One of the key elements of the Green Revolution – when a series of agricultural initiatives dramatically boosted crop productivity worldwide – was the harnessing of hybrid vigour. This phenomenon occurs when the crossing of two inbred strains results in offspring with superior qualities.
Professor Sir David Baulcombe, Regius Professor of Botany in the Department of Plant Sciences, hopes that a new molecular understanding of hybrid vigour could underpin technology-based plant modifications to stave off future food shortages. This time, he believes, “it will be possible to predict precisely which parents will produce the best hybrid and to fine-tune aspects of that improvement, whether it’s yield, drought tolerance or disease resistance.”
Plants have memories too
The story begins with a small interfering ribonucleic acid (siRNA). Plants, like animals, have developed mechanisms to ward off disease and ‘remember’ past infections. One of the most important plant defences against viruses, as discovered by Professor Baulcombe, is called RNA silencing.
It will be possible to predict precisely which parents will produce the best hybrid and to fine-tune aspects of that improvement, whether it’s yield, drought tolerance or disease resistance.
Plant cells recognise the foreign genetic material of the virus, copy a section of the viral DNA into siRNA and use it as a ‘specificity determinant’. The siRNA binds to the viral genetic material and, rather like hoisting a molecular flag to identify the marauder, causes a protein called Argonaute to bind and stop the virus from working.
“Just as our immune system can be primed by an infection so that we can fight it off quicker next time, plant cells retain the siRNA as a means of escalating the defence response next time the plant sees the invader,” explained Professor Baulcombe.
“Understanding this opens up the possibility of harnessing the process to protect plants against viral diseases – by furnishing the plant with the siRNA so that it is permanently and genetically able to fight off the disease even though it has never seen it.”
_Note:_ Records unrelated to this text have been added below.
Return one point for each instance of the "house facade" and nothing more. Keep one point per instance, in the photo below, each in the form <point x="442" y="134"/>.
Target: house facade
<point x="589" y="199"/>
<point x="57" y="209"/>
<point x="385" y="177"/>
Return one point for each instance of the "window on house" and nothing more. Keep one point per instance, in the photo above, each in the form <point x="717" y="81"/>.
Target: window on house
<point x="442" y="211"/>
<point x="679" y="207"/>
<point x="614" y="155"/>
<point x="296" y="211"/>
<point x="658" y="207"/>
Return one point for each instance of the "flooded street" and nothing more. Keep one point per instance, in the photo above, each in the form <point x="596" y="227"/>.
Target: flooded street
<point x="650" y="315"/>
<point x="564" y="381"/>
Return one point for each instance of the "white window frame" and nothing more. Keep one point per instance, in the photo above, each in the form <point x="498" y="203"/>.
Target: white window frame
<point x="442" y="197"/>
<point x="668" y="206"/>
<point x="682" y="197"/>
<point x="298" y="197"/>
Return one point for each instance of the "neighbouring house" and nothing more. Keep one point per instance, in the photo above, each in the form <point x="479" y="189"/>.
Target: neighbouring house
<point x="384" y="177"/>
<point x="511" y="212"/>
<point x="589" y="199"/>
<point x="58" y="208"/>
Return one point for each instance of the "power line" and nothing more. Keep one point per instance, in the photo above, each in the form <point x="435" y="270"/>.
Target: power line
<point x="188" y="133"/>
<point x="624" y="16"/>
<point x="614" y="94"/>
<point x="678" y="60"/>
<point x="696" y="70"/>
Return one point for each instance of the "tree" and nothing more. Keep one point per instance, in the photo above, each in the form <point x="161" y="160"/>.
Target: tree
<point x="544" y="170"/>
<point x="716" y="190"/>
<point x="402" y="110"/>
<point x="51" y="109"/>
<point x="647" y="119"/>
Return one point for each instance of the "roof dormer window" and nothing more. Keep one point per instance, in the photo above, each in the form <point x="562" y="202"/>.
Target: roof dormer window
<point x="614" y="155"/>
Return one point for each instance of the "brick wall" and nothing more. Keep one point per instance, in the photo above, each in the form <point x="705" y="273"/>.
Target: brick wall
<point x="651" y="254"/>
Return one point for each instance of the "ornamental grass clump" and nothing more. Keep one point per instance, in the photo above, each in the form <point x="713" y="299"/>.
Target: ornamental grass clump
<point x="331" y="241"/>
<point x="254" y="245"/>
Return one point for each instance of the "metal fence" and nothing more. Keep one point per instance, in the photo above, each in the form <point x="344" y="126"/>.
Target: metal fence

It turns out that the process is of interest not just as a means of protecting crops from pathogens but also because, in modern plants, RNA silencing has diversified into a mechanism that protects them from the effects of ‘selfish’ DNA. This process appears to lie at the heart of hybrid vigour.
Releasing latent potential
Over millions of years, plants have acquired pieces of junk DNA – some are the relics of past viral infections, others are moveable elements capable of ‘jumping’ around the genome; all are termed selfish because, depending on where they end up, the junk DNA can activate or suppress genes. Plants use RNA silencing to shut down the selfish DNA in their genomes.
“We now realise that because different varieties of the same plant have different selfish DNA and different siRNAs to combat it, this could be one mechanism for explaining the mysteries of hybrid vigour,” said Professor Baulcombe. “Crossing two varieties results in a mix of siRNA that is different to that of either parent. In some cases, the new mix optimally turns the right combination of genes on and off and results in an offspring that is better than either parent.”
With funding from the Biotechnology and Biological Sciences Research Council, European Union, Royal Society and Gatsby Charitable Foundation, and the benefit of newly available DNA sequences of many crops, Professor Baulcombe’s team are beginning to exploit this new understanding by predicting which mix of siRNA will produce the improved offspring.
Within their sights is a glimpse of how future plant breeding could change dramatically, by being able to predict on an unprecedented molecular scale how breeders can improve crops by unlocking the latent potential in plant genomes.